First, what does survey.bin return?

In [None]:
type(survey.bin('Hours of sleep', bins=make_array(0,8,max_hours_sleep)))

**How do we grab the value in the second column (column index 1), second row (row index 1)?**

In [None]:
number_sleep_at_least_eight=survey.bin('Hours of sleep', bins=make_array(0,8,max_hours_sleep)).column(1).item(1)
number_sleep_at_least_eight

**Alternatively,**

In [None]:
number_sleep_at_least_eight=survey.bin('Hours of sleep', bins=make_array(0,8,max_hours_sleep)).column('Hours of sleep count').item(1)
number_sleep_at_least_eight

**Yet another alternative:**

In [None]:
number_sleep_at_least_eight=survey.bin('Hours of sleep', bins=make_array(0,8,max_hours_sleep)).where('bin',8).column(1).item(0)
number_sleep_at_least_eight

### Percentage of Participants Who Sleep At Least Eight Hours ###

In [None]:
percent_sleep_at_least_eight=number_sleep_at_least_eight/number_of_participants * 100

#Round to one decimal digit
np.round(percent_sleep_at_least_eight,1)

In [None]:
survey.where(
    'Pant leg',are.containing('Right')).hist('Hours of sleep', bins=sleep_bins)
plots.title('Right Leg First');

survey.where(
    'Pant leg',are.containing('Left')).hist('Hours of sleep', bins=sleep_bins)
plots.title('Left Leg First');

In [None]:
survey.hist('Hours of sleep', bins=sleep_bins)

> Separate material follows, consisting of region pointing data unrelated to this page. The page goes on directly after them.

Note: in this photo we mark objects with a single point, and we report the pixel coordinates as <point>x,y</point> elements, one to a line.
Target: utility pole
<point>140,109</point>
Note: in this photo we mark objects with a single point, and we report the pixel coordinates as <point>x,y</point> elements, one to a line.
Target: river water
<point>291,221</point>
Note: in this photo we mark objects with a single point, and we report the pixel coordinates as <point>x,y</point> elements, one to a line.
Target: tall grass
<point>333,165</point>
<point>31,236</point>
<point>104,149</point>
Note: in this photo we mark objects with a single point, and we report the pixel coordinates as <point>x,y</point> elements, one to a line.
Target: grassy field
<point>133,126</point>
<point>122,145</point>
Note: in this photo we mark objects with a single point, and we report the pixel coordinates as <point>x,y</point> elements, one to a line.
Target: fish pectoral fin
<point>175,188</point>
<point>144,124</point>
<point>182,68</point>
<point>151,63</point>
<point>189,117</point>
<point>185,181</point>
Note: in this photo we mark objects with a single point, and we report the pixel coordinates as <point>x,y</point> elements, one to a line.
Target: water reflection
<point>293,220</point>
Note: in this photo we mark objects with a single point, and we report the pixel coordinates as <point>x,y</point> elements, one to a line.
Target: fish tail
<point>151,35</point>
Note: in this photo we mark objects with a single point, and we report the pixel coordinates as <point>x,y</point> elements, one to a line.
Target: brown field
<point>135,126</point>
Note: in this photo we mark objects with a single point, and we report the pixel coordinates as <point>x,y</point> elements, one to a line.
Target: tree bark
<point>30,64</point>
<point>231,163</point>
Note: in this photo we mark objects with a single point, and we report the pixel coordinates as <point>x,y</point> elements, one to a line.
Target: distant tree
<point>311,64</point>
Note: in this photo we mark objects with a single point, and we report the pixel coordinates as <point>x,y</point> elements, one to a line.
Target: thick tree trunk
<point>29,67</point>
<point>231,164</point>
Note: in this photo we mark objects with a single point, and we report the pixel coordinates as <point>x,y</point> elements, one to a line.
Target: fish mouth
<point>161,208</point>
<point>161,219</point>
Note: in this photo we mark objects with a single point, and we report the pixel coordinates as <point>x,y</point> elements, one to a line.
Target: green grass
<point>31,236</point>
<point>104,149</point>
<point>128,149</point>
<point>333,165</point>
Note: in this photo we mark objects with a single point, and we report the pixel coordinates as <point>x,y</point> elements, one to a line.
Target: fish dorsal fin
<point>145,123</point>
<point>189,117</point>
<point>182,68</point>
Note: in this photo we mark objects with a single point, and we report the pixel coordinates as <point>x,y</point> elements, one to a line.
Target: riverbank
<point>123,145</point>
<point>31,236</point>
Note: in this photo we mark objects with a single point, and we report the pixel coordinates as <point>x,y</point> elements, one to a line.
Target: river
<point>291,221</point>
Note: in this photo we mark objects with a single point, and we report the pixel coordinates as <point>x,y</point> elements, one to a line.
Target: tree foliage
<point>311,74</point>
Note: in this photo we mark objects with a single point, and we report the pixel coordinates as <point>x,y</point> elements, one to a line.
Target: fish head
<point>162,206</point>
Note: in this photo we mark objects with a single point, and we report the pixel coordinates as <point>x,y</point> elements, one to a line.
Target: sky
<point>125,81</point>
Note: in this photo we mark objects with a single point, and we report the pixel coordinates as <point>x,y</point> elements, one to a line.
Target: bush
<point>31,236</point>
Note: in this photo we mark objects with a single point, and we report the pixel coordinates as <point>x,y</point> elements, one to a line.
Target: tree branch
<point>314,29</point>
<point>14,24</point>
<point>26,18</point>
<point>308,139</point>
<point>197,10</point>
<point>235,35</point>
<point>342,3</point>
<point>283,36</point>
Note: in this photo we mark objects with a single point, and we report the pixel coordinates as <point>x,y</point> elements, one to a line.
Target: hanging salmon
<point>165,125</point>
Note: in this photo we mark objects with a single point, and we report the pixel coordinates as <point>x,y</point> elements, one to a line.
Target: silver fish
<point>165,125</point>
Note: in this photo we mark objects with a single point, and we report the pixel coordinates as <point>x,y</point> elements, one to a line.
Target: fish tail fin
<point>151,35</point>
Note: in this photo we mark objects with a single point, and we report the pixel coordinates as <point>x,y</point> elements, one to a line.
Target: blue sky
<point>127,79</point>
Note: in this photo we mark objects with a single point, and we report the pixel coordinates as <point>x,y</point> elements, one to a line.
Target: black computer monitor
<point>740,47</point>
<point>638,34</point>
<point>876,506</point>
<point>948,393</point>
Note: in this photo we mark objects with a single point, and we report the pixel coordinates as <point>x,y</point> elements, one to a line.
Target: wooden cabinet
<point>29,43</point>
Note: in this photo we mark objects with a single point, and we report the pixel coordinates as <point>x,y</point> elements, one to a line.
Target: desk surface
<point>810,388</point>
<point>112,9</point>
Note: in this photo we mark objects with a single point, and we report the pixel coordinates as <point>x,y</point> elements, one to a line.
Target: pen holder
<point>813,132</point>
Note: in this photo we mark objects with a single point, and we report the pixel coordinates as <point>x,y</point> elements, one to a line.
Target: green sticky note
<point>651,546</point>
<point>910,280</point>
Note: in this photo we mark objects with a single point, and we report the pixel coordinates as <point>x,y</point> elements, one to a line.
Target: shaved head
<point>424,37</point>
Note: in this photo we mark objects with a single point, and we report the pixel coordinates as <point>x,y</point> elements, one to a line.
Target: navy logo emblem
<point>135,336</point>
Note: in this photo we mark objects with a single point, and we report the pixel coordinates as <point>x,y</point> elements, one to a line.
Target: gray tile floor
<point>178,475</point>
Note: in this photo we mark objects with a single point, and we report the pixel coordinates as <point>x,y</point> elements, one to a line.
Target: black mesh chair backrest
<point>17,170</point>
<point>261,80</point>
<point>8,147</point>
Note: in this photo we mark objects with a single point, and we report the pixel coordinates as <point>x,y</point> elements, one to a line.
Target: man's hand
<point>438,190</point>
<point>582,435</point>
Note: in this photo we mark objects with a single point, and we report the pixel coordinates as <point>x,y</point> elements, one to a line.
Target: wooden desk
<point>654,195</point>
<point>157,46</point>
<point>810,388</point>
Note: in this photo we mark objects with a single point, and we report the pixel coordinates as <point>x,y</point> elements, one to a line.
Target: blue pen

SLIDE: Discussion Actresses

In [None]:
actresses_income_2016 = Table.read_table('actresses.csv')
actresses_income_2016.show(actresses_income_2016.num_rows)

## Functions ##

In [None]:
def triple(x):
    return 3 * x

In [None]:
triple(3)

In [None]:
num = 4

In [None]:
triple(num)

In [None]:
triple(num * 5)

### Type Agnostic

In [None]:
triple('ha')

In [None]:
triple(np.arange(4))

### Discussion Question

In [None]:
def percent_of_total(s):
    return np.round(s / sum(s) * 100, 2)

In [None]:
percent_of_total(make_array(1,2,3,4))

In [None]:
percent_of_total(make_array(1, 213, 38))

### Multiple Arguments

$ h^2 = x^2 + y^2 \hspace{20 pt} => \hspace{20 pt} h = \sqrt{ x^2 + y^2 } $

In [None]:
def hypotenuse(x,y):
    hypot_squared = (x ** 2 + y ** 2)
    return hypot_squared ** 0.5

In [None]:
hypotenuse(9, 12)

In [None]:
hypotenuse(2, 2)

## Apply ##

In [None]:
ages = Table().with_columns(
    'Person', make_array('Jim', 'Pam', 'Michael', 'Creed'),
    'Birth Year', make_array(1985, 1988, 1967, 1904)
)
ages

In [None]:
def cap_at_1980(x):
    return min(x, 1980)

In [None]:
cap_at_1980(1975)

In [None]:
cap_at_1980(1991)

In [None]:
ages.apply(cap_at_1980, 'Birth Year')

In [None]:
def name_and_age(name, year):
    age = 2019 - year
    return name + ' is ' + str(age)

In [None]:
ages.apply(name_and_age, 'Person', 'Birth Year')